Le jour où c'est devenu vrai

Il y a un monde entre dire oui à une opération du cerveau et la vivre. Entre le moment où l'on signe le consentement et celui où l'on se retrouve sur un brancard à cinq heures du matin dans un couloir de bloc opératoire. Ce billet raconte ce passage. Le moment où "un jour" devient "c'est demain", et où "c'est demain" devient "c'est maintenant".


De "un jour" à "c'est demain"

Pendant des mois, l'opération est un concept. Quelque chose qui va arriver, plus tard, un jour. On en parle, on s'y prépare intellectuellement, on lit, on pose des questions, on se projette. Mais ça reste abstrait. C'est dans un futur suffisamment lointain pour ne pas être tout à fait réel.

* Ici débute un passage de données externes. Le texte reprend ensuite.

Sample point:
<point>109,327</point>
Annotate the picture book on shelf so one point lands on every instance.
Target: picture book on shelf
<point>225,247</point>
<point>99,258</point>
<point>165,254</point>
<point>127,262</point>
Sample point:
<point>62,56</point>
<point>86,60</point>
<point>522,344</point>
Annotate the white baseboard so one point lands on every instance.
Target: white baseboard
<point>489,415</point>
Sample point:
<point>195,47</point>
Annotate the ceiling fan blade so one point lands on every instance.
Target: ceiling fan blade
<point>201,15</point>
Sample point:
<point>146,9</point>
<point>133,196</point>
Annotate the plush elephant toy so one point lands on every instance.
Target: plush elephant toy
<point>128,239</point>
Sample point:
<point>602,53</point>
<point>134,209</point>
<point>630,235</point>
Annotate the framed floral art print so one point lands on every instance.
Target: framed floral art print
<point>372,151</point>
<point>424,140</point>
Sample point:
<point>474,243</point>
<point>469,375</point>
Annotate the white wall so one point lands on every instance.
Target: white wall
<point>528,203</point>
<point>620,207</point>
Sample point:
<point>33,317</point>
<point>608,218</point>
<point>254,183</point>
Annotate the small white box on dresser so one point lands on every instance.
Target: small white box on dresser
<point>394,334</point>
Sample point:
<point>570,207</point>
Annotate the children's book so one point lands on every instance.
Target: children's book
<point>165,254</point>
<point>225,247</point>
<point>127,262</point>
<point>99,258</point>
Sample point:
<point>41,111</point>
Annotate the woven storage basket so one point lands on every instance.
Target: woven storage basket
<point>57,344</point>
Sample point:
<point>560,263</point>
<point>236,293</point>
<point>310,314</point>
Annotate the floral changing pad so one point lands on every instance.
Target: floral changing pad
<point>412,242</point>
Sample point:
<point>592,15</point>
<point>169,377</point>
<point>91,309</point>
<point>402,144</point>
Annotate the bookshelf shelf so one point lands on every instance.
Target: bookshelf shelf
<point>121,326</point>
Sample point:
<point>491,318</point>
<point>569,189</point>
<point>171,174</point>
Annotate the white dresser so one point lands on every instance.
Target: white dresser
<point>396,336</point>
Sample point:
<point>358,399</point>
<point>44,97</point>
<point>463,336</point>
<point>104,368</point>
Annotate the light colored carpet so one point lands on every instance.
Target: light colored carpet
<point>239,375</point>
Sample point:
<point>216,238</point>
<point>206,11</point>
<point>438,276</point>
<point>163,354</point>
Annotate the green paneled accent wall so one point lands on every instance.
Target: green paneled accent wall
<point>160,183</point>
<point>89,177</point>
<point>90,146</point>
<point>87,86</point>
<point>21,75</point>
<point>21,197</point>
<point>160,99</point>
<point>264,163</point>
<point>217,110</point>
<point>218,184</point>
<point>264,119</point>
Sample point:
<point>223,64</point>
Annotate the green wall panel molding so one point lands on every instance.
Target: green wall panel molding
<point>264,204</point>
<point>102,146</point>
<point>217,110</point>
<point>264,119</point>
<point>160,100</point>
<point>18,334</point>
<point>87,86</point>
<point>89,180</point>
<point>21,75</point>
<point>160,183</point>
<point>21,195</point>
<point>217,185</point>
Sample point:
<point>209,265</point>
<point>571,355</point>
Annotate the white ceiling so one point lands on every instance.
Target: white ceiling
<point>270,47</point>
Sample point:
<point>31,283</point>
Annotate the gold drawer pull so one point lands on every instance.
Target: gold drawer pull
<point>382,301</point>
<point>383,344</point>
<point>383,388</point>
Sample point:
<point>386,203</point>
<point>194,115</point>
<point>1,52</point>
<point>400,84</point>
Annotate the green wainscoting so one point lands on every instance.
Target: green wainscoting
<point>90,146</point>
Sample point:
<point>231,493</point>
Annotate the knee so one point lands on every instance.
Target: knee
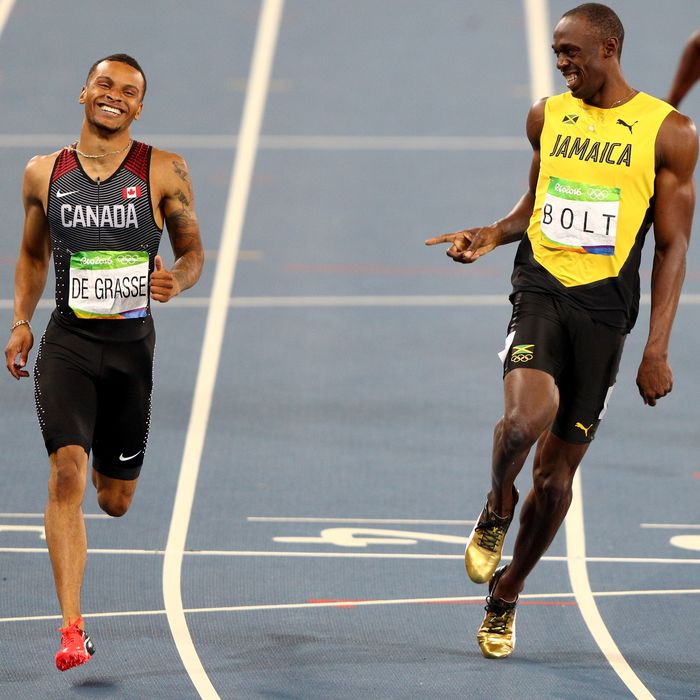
<point>553,488</point>
<point>67,480</point>
<point>114,504</point>
<point>518,432</point>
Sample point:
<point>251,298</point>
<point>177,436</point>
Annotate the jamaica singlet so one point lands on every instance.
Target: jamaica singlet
<point>104,239</point>
<point>593,205</point>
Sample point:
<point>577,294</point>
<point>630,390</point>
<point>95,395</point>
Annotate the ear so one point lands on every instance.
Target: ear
<point>610,47</point>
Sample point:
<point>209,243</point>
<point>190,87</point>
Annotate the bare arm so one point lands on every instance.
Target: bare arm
<point>32,263</point>
<point>688,71</point>
<point>677,152</point>
<point>470,244</point>
<point>177,205</point>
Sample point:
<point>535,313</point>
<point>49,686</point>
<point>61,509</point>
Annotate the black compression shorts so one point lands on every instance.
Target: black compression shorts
<point>581,354</point>
<point>97,395</point>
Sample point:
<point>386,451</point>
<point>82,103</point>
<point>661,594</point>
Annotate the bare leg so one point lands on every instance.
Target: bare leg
<point>114,496</point>
<point>65,527</point>
<point>543,511</point>
<point>531,401</point>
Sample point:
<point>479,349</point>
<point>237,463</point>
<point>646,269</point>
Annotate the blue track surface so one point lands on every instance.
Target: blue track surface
<point>358,383</point>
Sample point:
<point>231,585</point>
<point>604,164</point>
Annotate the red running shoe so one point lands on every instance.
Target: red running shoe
<point>76,646</point>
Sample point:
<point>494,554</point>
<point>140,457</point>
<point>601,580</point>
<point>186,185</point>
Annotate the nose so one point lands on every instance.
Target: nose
<point>562,61</point>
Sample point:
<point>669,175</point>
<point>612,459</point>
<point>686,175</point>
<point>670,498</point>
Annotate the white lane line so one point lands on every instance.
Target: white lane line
<point>387,521</point>
<point>292,142</point>
<point>95,516</point>
<point>670,526</point>
<point>349,301</point>
<point>251,124</point>
<point>346,555</point>
<point>539,39</point>
<point>5,12</point>
<point>354,603</point>
<point>580,584</point>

Et puis le calendrier avance, et le futur se rapproche. La date est fixée. Le 30 janvier 2025. Elle est dans trois mois, puis dans un mois, puis dans deux semaines, puis dans une semaine, et un matin tu te réveilles et tu réalises que c'est demain. Et là, ce n'est plus abstrait du tout.

Le saut à l'élastique, encore et toujours. Sauf que cette fois, on est au bord du pont, les pieds dans le vide, et il n'est plus question d'y réfléchir. Il est question de sauter.


L'appréhension, et sa disparition

L'appréhension est montée progressivement pendant des semaines, comme une marée. L'inquiétude de fond, constante, qui colore tout. Les gestes du quotidien deviennent étranges parce que tu sais que c'est bientôt la dernière fois que tu les fais avec ce cerveau-là, dans cet état-là. Bientôt, il y aura des électrodes dedans. Bientôt, quelque chose aura changé de manière irréversible.

Et puis, curieusement, la veille de l'opération, l'appréhension a disparu. Comme ça. Pas progressivement, pas après un long travail de rationalisation. Elle est partie, et elle n'est pas revenue jusqu'à l'anesthésie. Oui, tu peux y passer. Oui, tu peux te réveiller en légume. Oui, tout peut mal tourner. Mais tu as mis toutes tes affaires en ordre. Tout est rangé, tout est dit, tout est prévu. S'il arrive quelque chose, les gens que tu aimes sauront quoi faire. Et cette certitude-là, celle d'avoir tout préparé, libère un calme inattendu. Ce n'est pas de l'inconscience, c'est de la sérénité. Celle de quelqu'un qui a choisi, qui a préparé, et qui est prêt.


Le départ pour Paris

Le départ a été un moment en soi. Quitter la maison, prendre la route, arriver dans cette ville immense avec ce rendez-vous immense qui attend. Savoir que tu ne rentreras pas le même. Que quelque chose de définitif va se produire entre le moment où tu franchis la porte de l'hôpital et celui où tu en ressortiras, des jours plus tard, avec du métal dans le crâne et un boîtier sous la peau.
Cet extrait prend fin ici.